How to say no nicely: A tip for project managers
You know the importance of capacity planning and resource management, so why do all of your projects get derailed by ad-hoc requests?
by Ty Kiisel, @task - Forget everything you've ever learned about the Holy Grail from watching Indiana Jones or reading about King Arthur's quest. In project management, the Holy Grail is really all about accurate capacity planning and resource management.
Whenever I speak with project managers and the topic of resource management comes up, the discussion centers around one of two themes. Which describes your organization?
1. I'm told, "Capacity planning and resource management is a critical part of our work management process and makes us more efficient and competitive."
2. Or, "We see the value of better capacity planning and are working toward a more formalized method for actually measuring capacity and effectively utilizing our resources."
However, as important as capacity planning is, there are really very few organizations that have a handle on it. I think it's safe to say that many organizations find capacity planning difficult because there is simply too much to do and not enough resources to do it. To make matters worse, most project team members seem to spend a large percentage of their time working on what I call "drive-by" projects, in other words, ad-hoc or emergency work that gets dropped in their lap every day.
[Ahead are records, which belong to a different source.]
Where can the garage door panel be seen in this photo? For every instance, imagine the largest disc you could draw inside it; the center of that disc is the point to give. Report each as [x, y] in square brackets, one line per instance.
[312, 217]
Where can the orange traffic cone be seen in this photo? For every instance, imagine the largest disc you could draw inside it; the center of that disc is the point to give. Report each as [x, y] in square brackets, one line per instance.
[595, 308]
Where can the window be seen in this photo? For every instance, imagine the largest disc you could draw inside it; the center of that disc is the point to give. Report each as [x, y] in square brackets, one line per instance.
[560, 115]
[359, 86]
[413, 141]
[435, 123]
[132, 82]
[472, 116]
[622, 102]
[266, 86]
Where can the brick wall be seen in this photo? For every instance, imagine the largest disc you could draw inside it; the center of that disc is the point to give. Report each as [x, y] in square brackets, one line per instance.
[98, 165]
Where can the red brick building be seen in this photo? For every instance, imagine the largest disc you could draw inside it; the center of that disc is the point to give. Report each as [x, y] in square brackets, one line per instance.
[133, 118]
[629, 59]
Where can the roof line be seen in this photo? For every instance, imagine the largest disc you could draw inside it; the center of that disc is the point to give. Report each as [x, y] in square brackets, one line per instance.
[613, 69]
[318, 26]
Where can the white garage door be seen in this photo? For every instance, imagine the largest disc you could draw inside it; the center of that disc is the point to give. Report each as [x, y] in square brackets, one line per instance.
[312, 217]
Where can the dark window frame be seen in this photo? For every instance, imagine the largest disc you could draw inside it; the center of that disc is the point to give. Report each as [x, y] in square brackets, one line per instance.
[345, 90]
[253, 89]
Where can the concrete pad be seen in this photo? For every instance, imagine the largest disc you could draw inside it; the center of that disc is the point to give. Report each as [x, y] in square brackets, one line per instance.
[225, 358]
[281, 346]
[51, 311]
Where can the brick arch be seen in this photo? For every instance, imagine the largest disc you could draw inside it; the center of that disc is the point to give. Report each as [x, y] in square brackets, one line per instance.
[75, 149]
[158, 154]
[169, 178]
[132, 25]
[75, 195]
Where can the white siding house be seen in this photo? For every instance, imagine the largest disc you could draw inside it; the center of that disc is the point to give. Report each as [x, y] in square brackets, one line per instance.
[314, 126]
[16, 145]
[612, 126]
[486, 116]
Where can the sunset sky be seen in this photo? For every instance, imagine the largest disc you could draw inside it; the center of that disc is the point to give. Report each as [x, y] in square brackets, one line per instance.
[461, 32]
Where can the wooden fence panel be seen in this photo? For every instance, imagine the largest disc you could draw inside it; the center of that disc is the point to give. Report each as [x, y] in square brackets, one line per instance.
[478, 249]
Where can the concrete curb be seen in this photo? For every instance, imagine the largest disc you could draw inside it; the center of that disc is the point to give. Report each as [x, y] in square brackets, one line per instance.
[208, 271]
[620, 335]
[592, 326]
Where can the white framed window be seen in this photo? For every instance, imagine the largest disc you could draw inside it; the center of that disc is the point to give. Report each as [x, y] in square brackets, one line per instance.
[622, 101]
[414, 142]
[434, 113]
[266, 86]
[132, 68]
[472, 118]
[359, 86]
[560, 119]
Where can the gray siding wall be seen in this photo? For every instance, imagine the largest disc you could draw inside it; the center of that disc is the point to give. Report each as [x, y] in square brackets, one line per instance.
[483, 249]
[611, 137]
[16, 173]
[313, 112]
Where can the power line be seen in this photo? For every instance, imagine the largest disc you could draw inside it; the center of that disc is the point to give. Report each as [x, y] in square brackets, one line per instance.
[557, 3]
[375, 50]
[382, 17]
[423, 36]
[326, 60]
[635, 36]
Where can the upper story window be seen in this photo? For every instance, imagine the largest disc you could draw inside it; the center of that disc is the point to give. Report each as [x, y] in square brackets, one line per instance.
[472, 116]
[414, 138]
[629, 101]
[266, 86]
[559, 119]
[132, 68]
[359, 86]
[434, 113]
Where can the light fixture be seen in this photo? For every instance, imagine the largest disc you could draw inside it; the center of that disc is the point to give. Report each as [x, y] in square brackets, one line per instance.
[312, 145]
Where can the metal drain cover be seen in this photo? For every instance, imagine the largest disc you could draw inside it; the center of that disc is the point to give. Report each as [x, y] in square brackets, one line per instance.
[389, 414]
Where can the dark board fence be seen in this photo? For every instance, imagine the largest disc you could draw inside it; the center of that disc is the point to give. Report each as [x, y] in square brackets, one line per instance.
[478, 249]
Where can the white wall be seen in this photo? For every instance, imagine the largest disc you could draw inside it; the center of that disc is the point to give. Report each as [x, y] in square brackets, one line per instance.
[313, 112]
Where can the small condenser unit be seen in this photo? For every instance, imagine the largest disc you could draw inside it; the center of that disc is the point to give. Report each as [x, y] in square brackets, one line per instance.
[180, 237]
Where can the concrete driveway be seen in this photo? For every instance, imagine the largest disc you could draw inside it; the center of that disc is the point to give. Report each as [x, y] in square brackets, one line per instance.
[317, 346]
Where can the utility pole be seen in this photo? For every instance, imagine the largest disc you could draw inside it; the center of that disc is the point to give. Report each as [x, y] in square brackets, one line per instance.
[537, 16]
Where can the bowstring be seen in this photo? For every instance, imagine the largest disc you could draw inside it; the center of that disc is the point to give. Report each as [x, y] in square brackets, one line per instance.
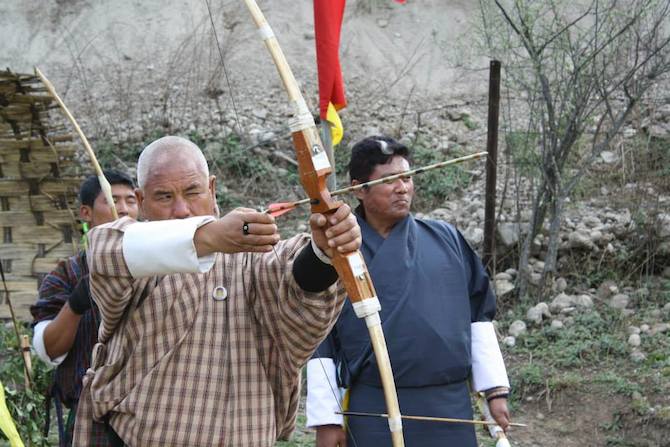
[239, 127]
[225, 71]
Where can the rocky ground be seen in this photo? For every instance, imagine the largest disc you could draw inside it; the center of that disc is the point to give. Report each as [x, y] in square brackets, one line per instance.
[590, 364]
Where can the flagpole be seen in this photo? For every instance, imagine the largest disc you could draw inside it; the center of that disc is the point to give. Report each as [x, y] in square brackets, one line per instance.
[328, 146]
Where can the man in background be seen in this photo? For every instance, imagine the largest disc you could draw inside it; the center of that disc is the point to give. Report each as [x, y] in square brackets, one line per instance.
[437, 307]
[66, 319]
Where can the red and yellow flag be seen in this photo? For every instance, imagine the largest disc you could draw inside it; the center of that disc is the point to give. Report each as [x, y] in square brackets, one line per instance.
[327, 25]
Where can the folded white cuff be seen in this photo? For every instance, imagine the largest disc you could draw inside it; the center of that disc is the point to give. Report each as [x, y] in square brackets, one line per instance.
[40, 348]
[320, 254]
[488, 366]
[164, 247]
[323, 396]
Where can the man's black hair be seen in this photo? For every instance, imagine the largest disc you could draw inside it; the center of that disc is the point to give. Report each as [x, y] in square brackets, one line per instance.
[373, 151]
[90, 188]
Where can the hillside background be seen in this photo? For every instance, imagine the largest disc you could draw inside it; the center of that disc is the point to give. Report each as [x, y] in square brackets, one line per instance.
[589, 355]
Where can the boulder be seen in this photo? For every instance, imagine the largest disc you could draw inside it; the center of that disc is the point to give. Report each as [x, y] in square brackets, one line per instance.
[580, 239]
[638, 356]
[503, 287]
[556, 324]
[508, 234]
[583, 301]
[619, 301]
[509, 341]
[607, 289]
[560, 302]
[537, 313]
[609, 157]
[517, 328]
[503, 276]
[561, 284]
[634, 340]
[659, 328]
[474, 236]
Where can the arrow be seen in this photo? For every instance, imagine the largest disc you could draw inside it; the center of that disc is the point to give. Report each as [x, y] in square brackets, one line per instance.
[277, 209]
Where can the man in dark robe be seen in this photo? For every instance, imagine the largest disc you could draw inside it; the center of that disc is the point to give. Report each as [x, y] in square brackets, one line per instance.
[437, 307]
These drive-by projects suck up time, they suck up resources, they distract project teams, and they have the potential to push active projects behind schedule.
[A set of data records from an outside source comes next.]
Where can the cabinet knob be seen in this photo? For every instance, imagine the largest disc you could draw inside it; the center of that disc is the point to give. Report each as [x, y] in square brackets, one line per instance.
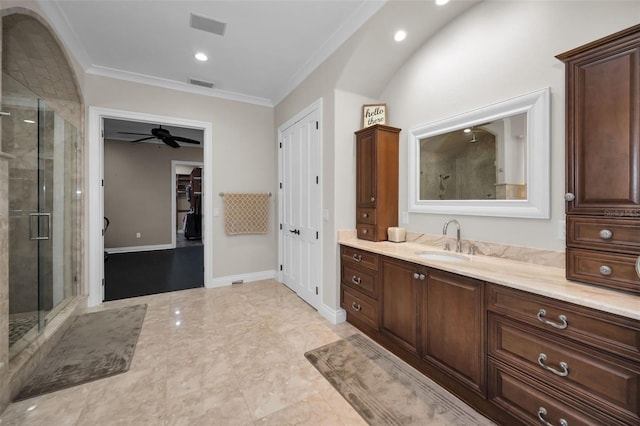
[542, 358]
[606, 234]
[606, 270]
[542, 412]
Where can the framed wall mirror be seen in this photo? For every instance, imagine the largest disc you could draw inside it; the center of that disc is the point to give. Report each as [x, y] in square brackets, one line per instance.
[493, 161]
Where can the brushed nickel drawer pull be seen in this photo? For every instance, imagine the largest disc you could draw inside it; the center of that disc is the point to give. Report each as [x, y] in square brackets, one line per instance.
[606, 234]
[565, 367]
[543, 412]
[606, 270]
[542, 313]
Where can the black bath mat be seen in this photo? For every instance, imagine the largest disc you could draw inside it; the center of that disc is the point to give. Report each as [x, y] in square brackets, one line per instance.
[97, 345]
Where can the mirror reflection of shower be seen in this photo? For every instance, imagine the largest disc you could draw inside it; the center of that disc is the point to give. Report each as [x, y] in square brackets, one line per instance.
[441, 187]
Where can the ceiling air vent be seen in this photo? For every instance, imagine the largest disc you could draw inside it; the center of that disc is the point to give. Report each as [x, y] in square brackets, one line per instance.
[208, 25]
[206, 84]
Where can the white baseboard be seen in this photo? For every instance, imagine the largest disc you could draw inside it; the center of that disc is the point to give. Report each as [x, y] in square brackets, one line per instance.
[111, 250]
[245, 278]
[334, 316]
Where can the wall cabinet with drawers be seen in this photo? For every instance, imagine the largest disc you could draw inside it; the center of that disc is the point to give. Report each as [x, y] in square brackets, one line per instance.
[376, 181]
[517, 357]
[603, 161]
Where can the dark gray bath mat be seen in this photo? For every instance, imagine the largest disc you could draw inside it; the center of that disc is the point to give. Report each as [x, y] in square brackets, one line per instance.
[384, 390]
[97, 345]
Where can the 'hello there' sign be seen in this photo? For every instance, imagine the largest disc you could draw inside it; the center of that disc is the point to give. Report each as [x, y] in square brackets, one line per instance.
[374, 114]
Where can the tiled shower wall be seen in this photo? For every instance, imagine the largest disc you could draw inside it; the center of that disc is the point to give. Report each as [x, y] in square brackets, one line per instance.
[33, 58]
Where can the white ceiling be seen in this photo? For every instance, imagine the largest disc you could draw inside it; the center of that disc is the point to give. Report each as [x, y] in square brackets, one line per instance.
[268, 48]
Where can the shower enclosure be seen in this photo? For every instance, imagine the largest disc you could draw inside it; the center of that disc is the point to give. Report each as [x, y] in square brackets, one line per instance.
[43, 210]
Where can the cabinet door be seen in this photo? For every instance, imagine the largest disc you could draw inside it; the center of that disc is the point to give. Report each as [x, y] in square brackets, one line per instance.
[452, 320]
[603, 128]
[366, 189]
[401, 288]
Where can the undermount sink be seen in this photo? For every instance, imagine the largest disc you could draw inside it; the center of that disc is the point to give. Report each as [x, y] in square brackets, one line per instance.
[443, 257]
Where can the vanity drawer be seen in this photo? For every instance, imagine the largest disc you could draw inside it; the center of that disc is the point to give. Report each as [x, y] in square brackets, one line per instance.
[359, 307]
[359, 257]
[367, 232]
[363, 280]
[591, 376]
[617, 271]
[616, 334]
[367, 216]
[534, 403]
[604, 234]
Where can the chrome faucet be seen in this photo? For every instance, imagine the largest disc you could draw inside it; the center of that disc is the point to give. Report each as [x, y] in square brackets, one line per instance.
[458, 242]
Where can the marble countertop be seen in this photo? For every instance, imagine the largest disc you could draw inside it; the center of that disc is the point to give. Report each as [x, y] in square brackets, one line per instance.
[538, 279]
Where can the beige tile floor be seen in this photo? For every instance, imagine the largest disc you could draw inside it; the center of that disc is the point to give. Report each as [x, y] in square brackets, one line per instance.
[225, 356]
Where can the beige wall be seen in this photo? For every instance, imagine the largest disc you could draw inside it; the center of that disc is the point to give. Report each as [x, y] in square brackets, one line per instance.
[471, 63]
[244, 158]
[448, 75]
[137, 191]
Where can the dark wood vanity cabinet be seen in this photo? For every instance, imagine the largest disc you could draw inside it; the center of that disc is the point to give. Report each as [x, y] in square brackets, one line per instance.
[402, 286]
[376, 181]
[452, 319]
[550, 360]
[603, 161]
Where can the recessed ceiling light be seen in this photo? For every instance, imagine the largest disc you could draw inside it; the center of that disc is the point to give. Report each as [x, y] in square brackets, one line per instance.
[400, 35]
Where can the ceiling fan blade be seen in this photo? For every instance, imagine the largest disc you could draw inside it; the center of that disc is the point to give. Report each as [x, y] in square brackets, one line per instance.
[186, 140]
[169, 141]
[129, 133]
[144, 139]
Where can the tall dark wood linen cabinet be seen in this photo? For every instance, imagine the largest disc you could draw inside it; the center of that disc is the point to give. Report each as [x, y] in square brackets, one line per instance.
[376, 181]
[603, 161]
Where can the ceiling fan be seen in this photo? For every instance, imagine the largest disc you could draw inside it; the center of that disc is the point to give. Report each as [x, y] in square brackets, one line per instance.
[164, 135]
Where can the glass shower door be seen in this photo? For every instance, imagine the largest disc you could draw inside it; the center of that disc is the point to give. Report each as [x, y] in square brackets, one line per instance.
[43, 213]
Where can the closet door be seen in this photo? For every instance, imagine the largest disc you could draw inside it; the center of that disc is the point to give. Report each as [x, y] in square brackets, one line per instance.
[300, 215]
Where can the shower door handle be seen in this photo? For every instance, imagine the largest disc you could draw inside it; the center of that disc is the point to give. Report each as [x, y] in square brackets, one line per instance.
[38, 236]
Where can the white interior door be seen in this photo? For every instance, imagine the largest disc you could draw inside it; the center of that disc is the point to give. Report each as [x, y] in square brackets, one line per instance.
[301, 207]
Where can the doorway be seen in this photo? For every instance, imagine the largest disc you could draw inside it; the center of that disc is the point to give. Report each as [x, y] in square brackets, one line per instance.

Don't get me wrong; I'm not suggesting that they are of no value. In fact, accurate capacity planning and effective resource management is seldom a simple matter of separating the good projects from the bad. It's usually about choosing the best projects from a list of good projects. Unfortunately, when project teams are forced to deal with a drive-by project, all the work to keep them focused on those initiatives that drive the most business value gets thrown out the window. They may be worthy projects, but if they don't measure up to the "does this provide the most value" test, they ultimately limit an organization's capacity to work on the things that do.
In theory everyone agrees with this, however actual practice is something different. In the heat of the moment, it's difficult for decision-makers to step back and ask the tough question, "Will this drive-by project provide enough value that someone should drop what he or she is doing to work on it?" Sometimes the answer is definitely yes, but often the answer is no. And, saying no can be difficult when you are facing a powerful internal stakeholder who wants his or her project done.
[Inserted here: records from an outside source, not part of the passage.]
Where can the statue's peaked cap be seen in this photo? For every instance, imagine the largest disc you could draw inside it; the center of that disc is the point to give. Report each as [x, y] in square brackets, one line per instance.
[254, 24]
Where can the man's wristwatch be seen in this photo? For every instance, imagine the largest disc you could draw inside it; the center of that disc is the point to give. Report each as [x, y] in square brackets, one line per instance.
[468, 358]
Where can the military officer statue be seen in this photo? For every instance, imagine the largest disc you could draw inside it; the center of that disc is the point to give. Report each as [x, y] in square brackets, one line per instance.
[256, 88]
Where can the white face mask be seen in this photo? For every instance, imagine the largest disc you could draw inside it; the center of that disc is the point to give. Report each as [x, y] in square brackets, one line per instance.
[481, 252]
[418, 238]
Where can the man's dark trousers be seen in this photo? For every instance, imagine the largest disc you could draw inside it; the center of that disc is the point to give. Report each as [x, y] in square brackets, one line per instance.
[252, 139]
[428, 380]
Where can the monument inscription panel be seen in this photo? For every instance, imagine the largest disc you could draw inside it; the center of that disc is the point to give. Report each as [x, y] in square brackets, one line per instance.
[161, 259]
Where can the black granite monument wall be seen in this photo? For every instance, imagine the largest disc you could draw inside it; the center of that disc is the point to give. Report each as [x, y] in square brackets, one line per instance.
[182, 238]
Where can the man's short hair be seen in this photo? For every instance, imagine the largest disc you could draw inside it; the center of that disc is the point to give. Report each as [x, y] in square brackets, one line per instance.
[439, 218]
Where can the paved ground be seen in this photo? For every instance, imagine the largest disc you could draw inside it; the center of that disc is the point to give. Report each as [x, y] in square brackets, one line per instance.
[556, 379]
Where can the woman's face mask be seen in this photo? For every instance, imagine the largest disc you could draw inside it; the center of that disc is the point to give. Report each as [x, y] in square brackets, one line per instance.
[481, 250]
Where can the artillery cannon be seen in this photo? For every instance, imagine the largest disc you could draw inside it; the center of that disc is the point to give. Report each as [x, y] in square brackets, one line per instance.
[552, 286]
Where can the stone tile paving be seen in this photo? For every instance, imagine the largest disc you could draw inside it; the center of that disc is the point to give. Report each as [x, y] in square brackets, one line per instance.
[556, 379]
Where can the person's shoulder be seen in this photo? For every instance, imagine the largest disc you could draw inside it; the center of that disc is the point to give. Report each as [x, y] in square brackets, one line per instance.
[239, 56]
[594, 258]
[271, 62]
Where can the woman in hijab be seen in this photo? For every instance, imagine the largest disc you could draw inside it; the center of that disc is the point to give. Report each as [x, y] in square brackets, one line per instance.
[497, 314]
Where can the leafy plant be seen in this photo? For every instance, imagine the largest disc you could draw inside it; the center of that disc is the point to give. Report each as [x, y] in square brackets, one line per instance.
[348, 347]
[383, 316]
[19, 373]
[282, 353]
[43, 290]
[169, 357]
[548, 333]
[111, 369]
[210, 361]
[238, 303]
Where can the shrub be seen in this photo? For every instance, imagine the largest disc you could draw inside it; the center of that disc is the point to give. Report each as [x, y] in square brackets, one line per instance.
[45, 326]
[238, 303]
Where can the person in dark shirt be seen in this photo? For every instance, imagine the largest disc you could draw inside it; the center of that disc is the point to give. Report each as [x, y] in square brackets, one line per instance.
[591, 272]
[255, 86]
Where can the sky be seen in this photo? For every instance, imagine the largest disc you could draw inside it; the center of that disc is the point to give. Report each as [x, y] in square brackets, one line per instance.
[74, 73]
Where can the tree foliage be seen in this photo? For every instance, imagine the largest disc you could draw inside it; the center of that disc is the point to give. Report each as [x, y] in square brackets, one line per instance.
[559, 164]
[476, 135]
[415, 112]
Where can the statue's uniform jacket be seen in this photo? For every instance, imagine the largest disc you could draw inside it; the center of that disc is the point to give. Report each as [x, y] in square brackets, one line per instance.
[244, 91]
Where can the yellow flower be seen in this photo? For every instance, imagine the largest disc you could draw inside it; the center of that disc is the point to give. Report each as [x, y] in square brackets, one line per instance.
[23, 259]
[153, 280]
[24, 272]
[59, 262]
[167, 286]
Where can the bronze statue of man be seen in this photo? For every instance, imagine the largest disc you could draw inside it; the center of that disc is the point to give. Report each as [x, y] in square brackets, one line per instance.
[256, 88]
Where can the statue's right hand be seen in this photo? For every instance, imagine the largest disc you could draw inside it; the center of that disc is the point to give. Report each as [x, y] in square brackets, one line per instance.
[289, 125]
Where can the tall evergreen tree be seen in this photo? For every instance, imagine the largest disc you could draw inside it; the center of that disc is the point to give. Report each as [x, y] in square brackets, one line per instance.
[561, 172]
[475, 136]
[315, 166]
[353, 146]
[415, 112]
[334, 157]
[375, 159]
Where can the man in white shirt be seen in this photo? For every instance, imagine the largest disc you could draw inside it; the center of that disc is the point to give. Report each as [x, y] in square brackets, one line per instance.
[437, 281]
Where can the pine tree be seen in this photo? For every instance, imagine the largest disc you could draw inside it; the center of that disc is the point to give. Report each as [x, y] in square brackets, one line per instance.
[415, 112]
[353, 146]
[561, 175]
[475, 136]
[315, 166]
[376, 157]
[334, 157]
Saying no without actually saying no
Let me suggest two strategies that make it possible to say no without offending a stakeholder or that will at least make saying no sound less arbitrary:
1. Create a visible list of active, prioritized work: This may sound overly simplistic, but prioritizing the work being done by project teams is only the first step. Making those priorities visible is what makes this strategy powerful. It's difficult for a stakeholder, even a powerful stakeholder, to circumvent a prioritized and strategically valuable project for something that doesn't pass the "does this provide the most value" test. Offering to sit down with the stakeholder and review where on the list of prioritized projects his or her project might fit often makes it unnecessary to say no. Frequently, a stakeholder will look at the list and realize that "no" is the best answer on their own. Visibility into what the project team is working on is the key to the "no" that isn't a "no."
2. Say yes, but make sure everyone knows what yes costs. There is a resource cost (as well as other costs) for everything that a project team does. Sometimes it is only the cost of the labor, but often it is the cost of stopping work on a project that provides great value to the organization to work on a project of lesser value. These costs need to be expressed whenever one project is pushed ahead of another. Although the squeaky wheel (the stakeholder who complains the loudest) shouldn't always be the one to get the grease, if the cost of "greasing that particular wheel" is known, an informed decision can be made as to whether or not it is really the best thing for the organization.
What do you do to manage capacity and resources in your organization? How do you say no?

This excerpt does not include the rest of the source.